James Douglas Peden (April 18, 1916 - April 11, 2005) was a Canadian basketball player who competed at the 1936 Summer Olympics.

Peden was inducted into the Canadian Sports Hall of Fame in 1979 and is considered to have placed second to Lionel Conacher, being named Canada's athlete-of-the-half century in 1950.

Born in Victoria, British Columbia, he was part of the Canadian basketball team, which won the silver medal. He played five matches including the final.
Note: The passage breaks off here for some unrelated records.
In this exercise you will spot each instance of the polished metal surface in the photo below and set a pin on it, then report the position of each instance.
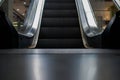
(59, 64)
(87, 18)
(31, 27)
(117, 3)
(1, 1)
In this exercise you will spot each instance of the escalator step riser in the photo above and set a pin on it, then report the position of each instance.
(59, 32)
(59, 13)
(57, 22)
(59, 6)
(60, 1)
(60, 43)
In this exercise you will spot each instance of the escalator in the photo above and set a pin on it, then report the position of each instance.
(60, 25)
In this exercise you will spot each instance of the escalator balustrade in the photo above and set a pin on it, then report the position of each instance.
(8, 34)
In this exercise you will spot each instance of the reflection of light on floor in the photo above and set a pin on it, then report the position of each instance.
(37, 68)
(88, 68)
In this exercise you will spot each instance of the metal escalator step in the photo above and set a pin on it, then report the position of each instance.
(60, 43)
(59, 6)
(53, 22)
(60, 32)
(60, 1)
(59, 13)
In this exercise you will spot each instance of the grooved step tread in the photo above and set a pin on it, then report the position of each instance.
(59, 13)
(59, 6)
(59, 32)
(59, 22)
(60, 1)
(60, 43)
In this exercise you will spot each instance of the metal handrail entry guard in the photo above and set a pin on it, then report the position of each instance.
(117, 3)
(31, 27)
(87, 20)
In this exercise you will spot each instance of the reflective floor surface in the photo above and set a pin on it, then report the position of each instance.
(84, 64)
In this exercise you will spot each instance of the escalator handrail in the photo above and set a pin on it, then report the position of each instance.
(33, 18)
(117, 3)
(1, 1)
(87, 18)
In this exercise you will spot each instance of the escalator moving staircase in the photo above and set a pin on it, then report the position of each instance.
(60, 25)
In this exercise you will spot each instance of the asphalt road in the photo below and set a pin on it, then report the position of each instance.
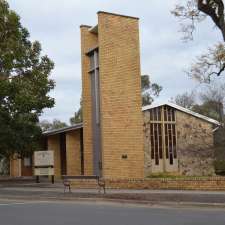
(68, 213)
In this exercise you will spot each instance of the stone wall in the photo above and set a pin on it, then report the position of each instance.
(194, 145)
(195, 149)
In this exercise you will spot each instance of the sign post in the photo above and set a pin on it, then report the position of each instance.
(44, 164)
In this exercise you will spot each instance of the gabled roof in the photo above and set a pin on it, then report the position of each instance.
(182, 109)
(63, 130)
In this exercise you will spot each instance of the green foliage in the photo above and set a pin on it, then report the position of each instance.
(24, 86)
(185, 100)
(56, 124)
(149, 90)
(209, 108)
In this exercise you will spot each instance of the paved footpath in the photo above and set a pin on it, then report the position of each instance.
(102, 213)
(47, 191)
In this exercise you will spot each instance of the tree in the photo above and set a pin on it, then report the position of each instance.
(212, 62)
(24, 86)
(212, 98)
(185, 100)
(48, 126)
(149, 90)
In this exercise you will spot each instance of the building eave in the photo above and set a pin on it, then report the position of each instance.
(63, 130)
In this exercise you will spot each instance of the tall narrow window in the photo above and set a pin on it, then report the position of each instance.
(163, 134)
(95, 98)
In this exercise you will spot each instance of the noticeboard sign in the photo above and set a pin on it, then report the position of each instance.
(44, 171)
(44, 158)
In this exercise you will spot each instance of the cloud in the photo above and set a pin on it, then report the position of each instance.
(164, 56)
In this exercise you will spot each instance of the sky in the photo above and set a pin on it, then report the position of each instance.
(164, 56)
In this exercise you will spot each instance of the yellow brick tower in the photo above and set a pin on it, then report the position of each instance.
(111, 92)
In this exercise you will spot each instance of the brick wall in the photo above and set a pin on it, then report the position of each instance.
(73, 155)
(120, 96)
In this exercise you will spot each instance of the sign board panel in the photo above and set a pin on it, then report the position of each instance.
(44, 171)
(43, 158)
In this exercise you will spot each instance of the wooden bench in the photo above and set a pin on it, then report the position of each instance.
(67, 181)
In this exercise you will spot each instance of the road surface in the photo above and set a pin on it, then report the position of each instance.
(91, 213)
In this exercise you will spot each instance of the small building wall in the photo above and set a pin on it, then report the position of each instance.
(194, 145)
(73, 152)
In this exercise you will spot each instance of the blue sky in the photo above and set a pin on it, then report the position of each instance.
(164, 56)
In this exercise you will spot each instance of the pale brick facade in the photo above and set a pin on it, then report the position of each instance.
(117, 39)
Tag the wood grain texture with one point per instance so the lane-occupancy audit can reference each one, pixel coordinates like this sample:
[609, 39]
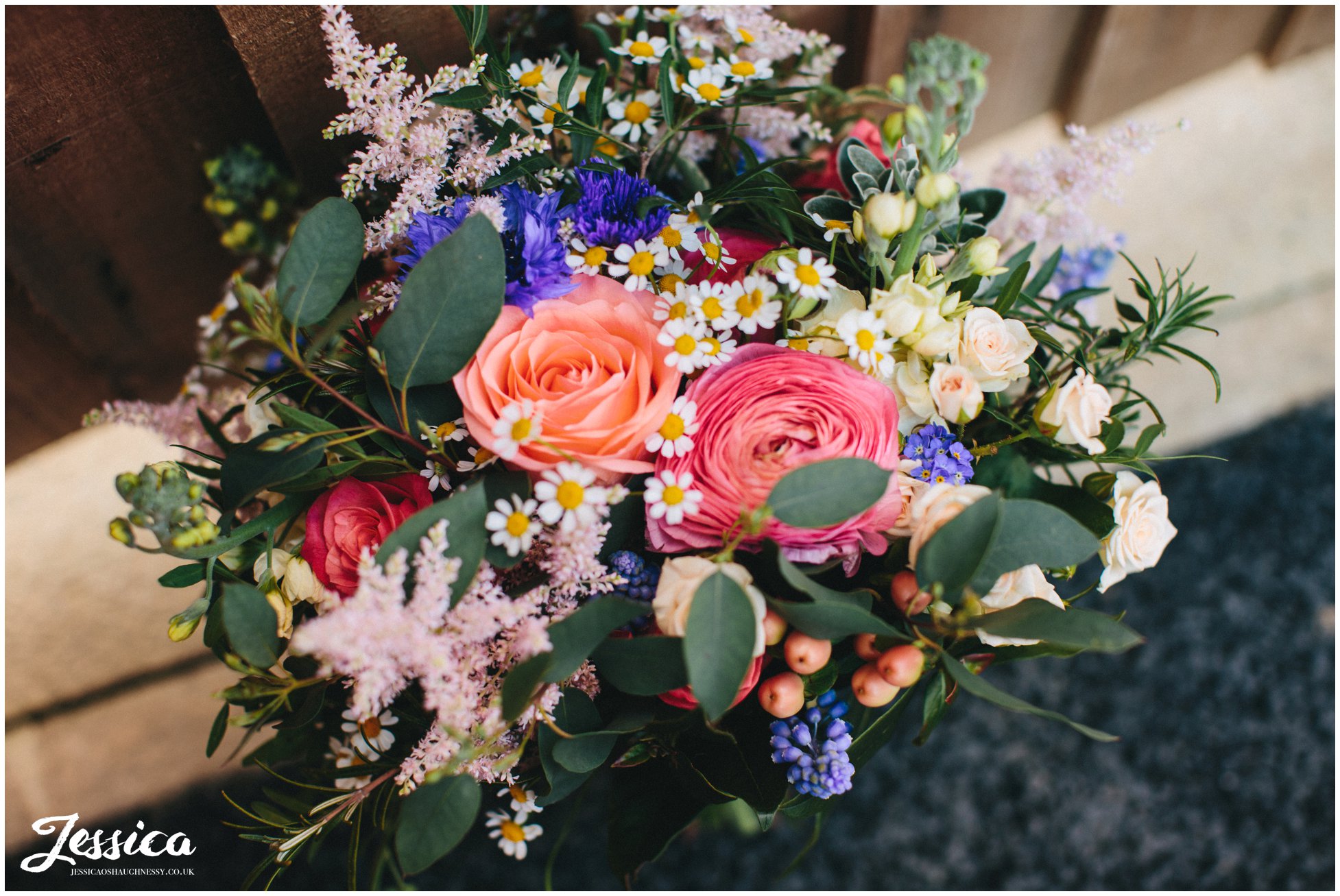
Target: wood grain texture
[110, 113]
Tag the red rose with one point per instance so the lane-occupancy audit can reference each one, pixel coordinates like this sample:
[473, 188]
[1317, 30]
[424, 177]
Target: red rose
[741, 245]
[358, 515]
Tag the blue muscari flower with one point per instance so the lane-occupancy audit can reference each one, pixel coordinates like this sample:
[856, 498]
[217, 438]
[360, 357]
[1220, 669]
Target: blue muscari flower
[608, 212]
[536, 264]
[940, 457]
[815, 744]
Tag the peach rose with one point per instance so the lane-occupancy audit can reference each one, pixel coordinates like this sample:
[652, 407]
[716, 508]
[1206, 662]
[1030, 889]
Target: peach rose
[763, 414]
[590, 365]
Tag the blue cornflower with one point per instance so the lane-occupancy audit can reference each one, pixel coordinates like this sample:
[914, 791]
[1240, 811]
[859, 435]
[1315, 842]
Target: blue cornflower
[815, 744]
[608, 212]
[940, 457]
[536, 265]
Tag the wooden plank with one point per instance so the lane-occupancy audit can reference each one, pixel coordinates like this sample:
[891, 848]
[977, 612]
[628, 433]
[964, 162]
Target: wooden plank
[110, 113]
[1304, 29]
[1143, 51]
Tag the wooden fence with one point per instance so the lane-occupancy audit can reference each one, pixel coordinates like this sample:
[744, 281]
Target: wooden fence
[112, 112]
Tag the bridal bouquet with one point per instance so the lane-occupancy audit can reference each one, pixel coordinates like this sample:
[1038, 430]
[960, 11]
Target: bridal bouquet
[626, 429]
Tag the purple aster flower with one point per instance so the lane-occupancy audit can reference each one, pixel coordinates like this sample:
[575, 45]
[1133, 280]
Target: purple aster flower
[940, 457]
[608, 212]
[814, 745]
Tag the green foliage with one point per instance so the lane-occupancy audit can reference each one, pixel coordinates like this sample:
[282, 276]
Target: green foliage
[322, 258]
[448, 304]
[435, 817]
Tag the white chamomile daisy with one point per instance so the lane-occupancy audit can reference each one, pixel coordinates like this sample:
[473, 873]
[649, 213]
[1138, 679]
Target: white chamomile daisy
[518, 425]
[865, 338]
[514, 526]
[449, 432]
[584, 259]
[685, 339]
[706, 86]
[633, 117]
[372, 736]
[680, 236]
[436, 476]
[523, 800]
[671, 496]
[755, 304]
[642, 50]
[717, 351]
[674, 438]
[745, 70]
[512, 835]
[807, 276]
[479, 459]
[712, 303]
[834, 230]
[637, 263]
[348, 757]
[570, 497]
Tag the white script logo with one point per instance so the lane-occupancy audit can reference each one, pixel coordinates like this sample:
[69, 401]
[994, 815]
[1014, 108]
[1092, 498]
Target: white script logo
[93, 845]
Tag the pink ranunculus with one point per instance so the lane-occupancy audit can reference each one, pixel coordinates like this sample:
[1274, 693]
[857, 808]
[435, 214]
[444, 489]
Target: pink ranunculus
[358, 515]
[741, 245]
[760, 415]
[828, 180]
[590, 365]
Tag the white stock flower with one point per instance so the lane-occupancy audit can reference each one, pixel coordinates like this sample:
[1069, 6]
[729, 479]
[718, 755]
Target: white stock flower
[1142, 531]
[1075, 413]
[993, 350]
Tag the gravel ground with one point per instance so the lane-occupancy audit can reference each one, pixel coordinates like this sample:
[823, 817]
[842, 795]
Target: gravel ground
[1223, 777]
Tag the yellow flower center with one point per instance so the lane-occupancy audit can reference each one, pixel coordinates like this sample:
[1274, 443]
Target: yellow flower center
[641, 264]
[637, 112]
[673, 428]
[570, 494]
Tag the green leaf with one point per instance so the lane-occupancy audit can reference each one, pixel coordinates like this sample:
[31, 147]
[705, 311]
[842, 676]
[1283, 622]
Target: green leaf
[435, 817]
[448, 304]
[996, 536]
[464, 512]
[1077, 627]
[642, 666]
[575, 636]
[320, 261]
[217, 730]
[251, 625]
[830, 492]
[185, 577]
[719, 643]
[979, 688]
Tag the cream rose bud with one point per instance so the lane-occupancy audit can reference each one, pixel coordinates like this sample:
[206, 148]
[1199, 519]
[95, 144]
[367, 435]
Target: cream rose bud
[680, 580]
[994, 350]
[1075, 413]
[1142, 531]
[956, 393]
[1009, 590]
[935, 507]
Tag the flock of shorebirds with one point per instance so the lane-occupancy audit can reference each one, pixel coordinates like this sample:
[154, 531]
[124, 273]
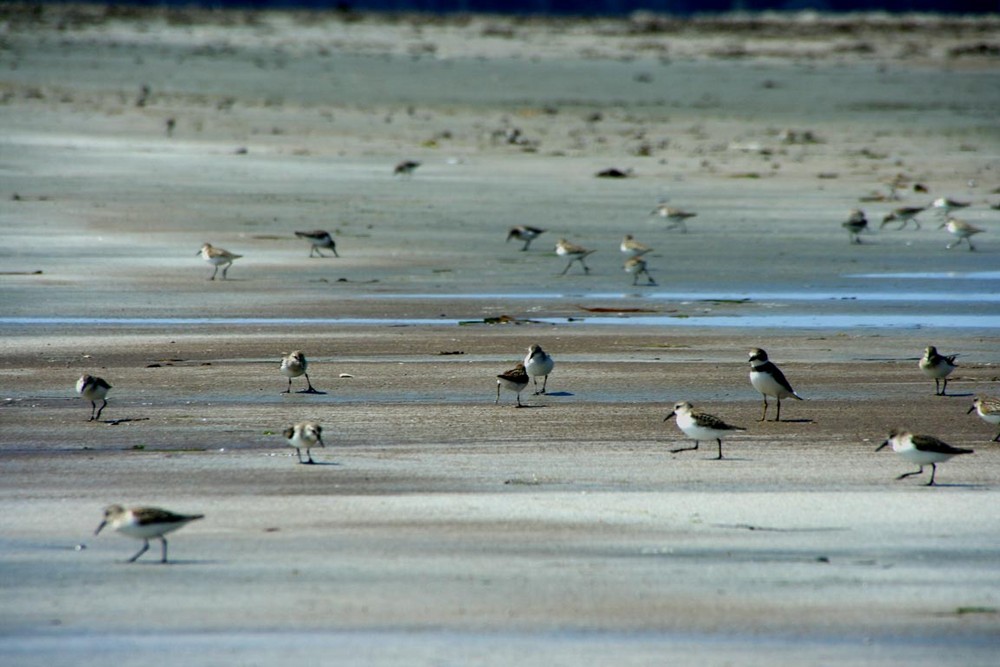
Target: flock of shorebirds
[147, 523]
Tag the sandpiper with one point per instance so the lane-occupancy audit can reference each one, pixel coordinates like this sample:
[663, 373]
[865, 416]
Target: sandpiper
[699, 425]
[962, 231]
[637, 266]
[575, 253]
[144, 523]
[904, 215]
[855, 224]
[538, 363]
[294, 365]
[769, 381]
[938, 367]
[988, 408]
[304, 435]
[922, 450]
[217, 257]
[524, 233]
[515, 380]
[319, 239]
[93, 389]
Inducted into the BC Sports Hall of Fame in 1967 as an All-round Athlete, Peden excelled in track, swimming, tennis, rugby, baseball, basketball, and cycling.

In the 1930s Doug and his older brother Torchy (William) competed in six-day bike races. They teamed to win the Six Days of Buffalo in 1937. Torchy was inducted into the BC Sports Hall of Fame for cycling in 1966.

When Peden was 13 he won the provincial under-15 doubles tennis championship, and at 18 the singles, doubles, and mixed doubles for Vancouver Island.

In 1936 he played rugby against the New Zealand All Blacks, distinguishing himself as the first Canadian to score against them, carrying "only two Maoris" on his back as he scored the try. Later the same year he played on Canada's Olympic Silver medal winning team.